As the country gears up for a federal election, a diffuse but powerful sense of discontent has settled over middle Australia. For several years now, millions of lower- and middle-income Australians have confronted a gritty, precarious labour market. It’s a painful change from the heady 2000s, when jobs were plentiful and wage gains reliable.

Indeed, the unprecedented stagnation of wages since the investment boom peaked in 2012 is the most potent indicator of the sea change in fortunes for Australia’s battlers. Real wages have not grown at all since then – and for those in insecure jobs (including part-timers, casuals, and nominally self-employed gig workers) – incomes have declined. It’s been the worst five-year period for labour incomes since the Great Depression. And it’s the crucial ingredient in a simmering, volatile brew that will decide the outcome of the next election.

The potent politics of working-class disaffection were demonstrated by Donald Trump’s election and the Brexit vote in the U.K. And strategists of all political stripes are now casting wary eyes on how that latent frustration will be expressed here.

From the left, it’s fuelling the most ambitious wave of grass-roots activism since the protests that ushered John Howard from office in 2007. Last week’s mega-rally in Melbourne to ‘Change the Rules’ is a taste of what’s ahead, as unions and Labor both work to channel simmering anger among working class households.

But conservatives also see potential, and danger, in this mainstream disaffection. In fact, this was the main motivation for a clear rhetorical shift in Treasurer Scott Morrison’s 2018 federal budget delivered last week. Morrison knows working Australians are losing faith in the supposed trickle-down benefits of business tax cuts, budget restraint and free trade agreements.

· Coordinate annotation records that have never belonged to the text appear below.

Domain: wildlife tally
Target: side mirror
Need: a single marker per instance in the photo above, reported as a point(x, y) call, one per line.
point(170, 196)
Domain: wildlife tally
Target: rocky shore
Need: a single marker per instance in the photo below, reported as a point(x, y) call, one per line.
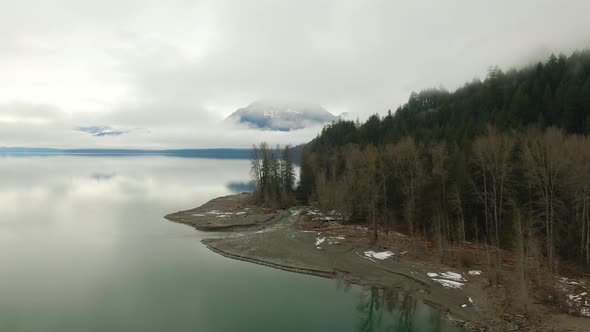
point(303, 240)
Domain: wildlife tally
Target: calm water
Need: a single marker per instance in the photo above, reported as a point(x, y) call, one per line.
point(84, 247)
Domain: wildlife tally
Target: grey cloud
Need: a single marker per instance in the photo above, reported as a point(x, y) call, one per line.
point(176, 69)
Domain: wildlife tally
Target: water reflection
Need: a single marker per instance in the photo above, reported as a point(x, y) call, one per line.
point(392, 310)
point(84, 247)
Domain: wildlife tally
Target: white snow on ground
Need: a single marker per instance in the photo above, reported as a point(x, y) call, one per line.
point(365, 257)
point(449, 283)
point(447, 279)
point(217, 212)
point(335, 239)
point(379, 255)
point(447, 275)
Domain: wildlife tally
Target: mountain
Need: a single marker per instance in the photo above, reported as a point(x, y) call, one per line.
point(282, 116)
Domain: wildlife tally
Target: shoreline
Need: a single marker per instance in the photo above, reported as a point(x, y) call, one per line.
point(280, 242)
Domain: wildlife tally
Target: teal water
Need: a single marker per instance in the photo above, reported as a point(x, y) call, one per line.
point(84, 247)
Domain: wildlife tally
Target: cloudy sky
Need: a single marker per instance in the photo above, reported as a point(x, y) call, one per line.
point(166, 73)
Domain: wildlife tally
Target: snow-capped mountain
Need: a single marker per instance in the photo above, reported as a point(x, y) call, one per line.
point(281, 116)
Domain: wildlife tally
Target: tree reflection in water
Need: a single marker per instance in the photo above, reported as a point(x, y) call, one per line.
point(391, 310)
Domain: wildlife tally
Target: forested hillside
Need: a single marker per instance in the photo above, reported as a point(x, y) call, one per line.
point(505, 161)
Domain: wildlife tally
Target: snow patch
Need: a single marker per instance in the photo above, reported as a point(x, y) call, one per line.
point(447, 279)
point(379, 255)
point(449, 283)
point(365, 257)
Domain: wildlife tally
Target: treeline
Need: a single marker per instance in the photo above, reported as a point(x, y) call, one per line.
point(551, 94)
point(273, 174)
point(505, 161)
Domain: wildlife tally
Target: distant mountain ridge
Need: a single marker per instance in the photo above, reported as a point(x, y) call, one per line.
point(282, 116)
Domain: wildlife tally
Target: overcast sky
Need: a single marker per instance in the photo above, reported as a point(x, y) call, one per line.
point(166, 73)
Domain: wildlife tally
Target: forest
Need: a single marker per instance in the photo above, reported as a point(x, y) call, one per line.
point(504, 162)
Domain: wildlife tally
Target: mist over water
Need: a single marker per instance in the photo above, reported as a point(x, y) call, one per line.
point(84, 247)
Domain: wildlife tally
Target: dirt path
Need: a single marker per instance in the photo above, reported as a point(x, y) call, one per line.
point(281, 242)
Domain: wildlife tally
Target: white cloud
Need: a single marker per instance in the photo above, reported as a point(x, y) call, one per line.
point(171, 71)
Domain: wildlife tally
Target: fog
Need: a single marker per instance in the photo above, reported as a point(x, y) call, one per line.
point(166, 74)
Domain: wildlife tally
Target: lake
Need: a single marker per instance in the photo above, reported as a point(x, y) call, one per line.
point(84, 247)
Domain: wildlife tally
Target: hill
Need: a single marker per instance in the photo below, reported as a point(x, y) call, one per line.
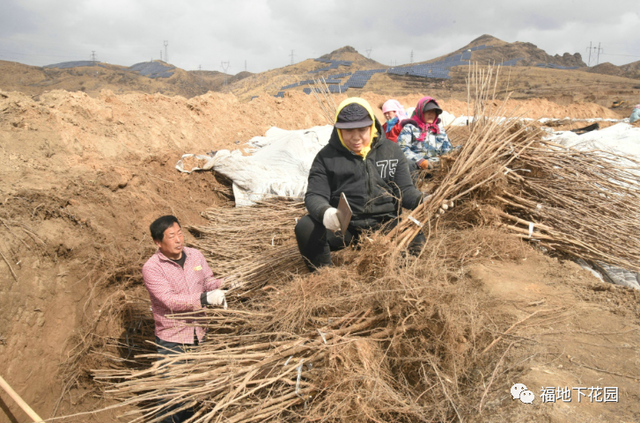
point(89, 77)
point(487, 50)
point(528, 72)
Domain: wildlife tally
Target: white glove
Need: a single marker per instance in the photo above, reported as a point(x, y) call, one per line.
point(215, 297)
point(330, 219)
point(446, 205)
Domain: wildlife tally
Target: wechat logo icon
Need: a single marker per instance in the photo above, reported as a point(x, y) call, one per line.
point(520, 391)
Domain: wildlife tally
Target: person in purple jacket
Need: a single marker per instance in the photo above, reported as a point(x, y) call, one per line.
point(179, 280)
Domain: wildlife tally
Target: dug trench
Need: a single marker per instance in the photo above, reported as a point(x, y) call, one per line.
point(75, 219)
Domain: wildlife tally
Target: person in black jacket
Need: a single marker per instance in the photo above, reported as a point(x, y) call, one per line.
point(370, 170)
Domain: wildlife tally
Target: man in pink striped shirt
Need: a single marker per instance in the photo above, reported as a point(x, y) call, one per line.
point(179, 280)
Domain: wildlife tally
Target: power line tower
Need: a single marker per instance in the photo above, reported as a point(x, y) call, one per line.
point(596, 52)
point(225, 66)
point(166, 54)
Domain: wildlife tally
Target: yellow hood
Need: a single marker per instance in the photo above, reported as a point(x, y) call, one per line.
point(374, 132)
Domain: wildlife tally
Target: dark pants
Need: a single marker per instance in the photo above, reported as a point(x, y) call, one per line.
point(316, 242)
point(166, 348)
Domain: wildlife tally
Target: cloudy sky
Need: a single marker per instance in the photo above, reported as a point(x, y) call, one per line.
point(261, 34)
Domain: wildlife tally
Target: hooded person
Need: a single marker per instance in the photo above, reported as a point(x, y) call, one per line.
point(394, 113)
point(370, 170)
point(422, 137)
point(635, 114)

So he opted for a more direct appeal: the centrepiece of his budget is a plan to deliver some monetary relief directly to lower- and middle-income workers.

The optics may be politically astute. But Morrison has a fundamental problem: there isn’t nearly enough real value in his tax measures to meaningfully repair the ongoing damage of stagnant wages and job insecurity.

Treasurer Scott Morrison, delivering the 2018-19 budget on May 8, 2018.

Consider a worker earning $60,000 per year. That’s a modest wage, but it’s still higher than both median employment earnings and median taxpayer income. Morrison’s tax plan will lift their annual disposable income by a maximum of $530 – once. It’s thus equivalent to a one-time 0.9 per cent ‘raise’.

The worker can’t get that 0.9 per cent raise every year, because taxes can’t be cut every year. Moreover, there is a quid pro quo: since taxes pay for the public services consumed by that worker and their family, it is reasonable to expect they will have to ultimately forego some services in return for a bit of up-front cash.

Indeed, the role of public goods and services (or the “social wage”) in the standard of living of Australians cannot be ignored in any discussion of taxes and incomes. Public services make up one-quarter of all goods and services consumed by Australians: private consumption currently totals slightly over $1 trillion per year, while public consumption adds another $330 billion. And since public consumption is distributed more equally than private consumption (which is naturally concentrated among the high-income households with most spending power), it’s even more important to the material living standards of low- and middle-income Australians. Therefore, tax cuts do not actually make individuals “richer”, so much as they transfer some consumption from collective to private forms.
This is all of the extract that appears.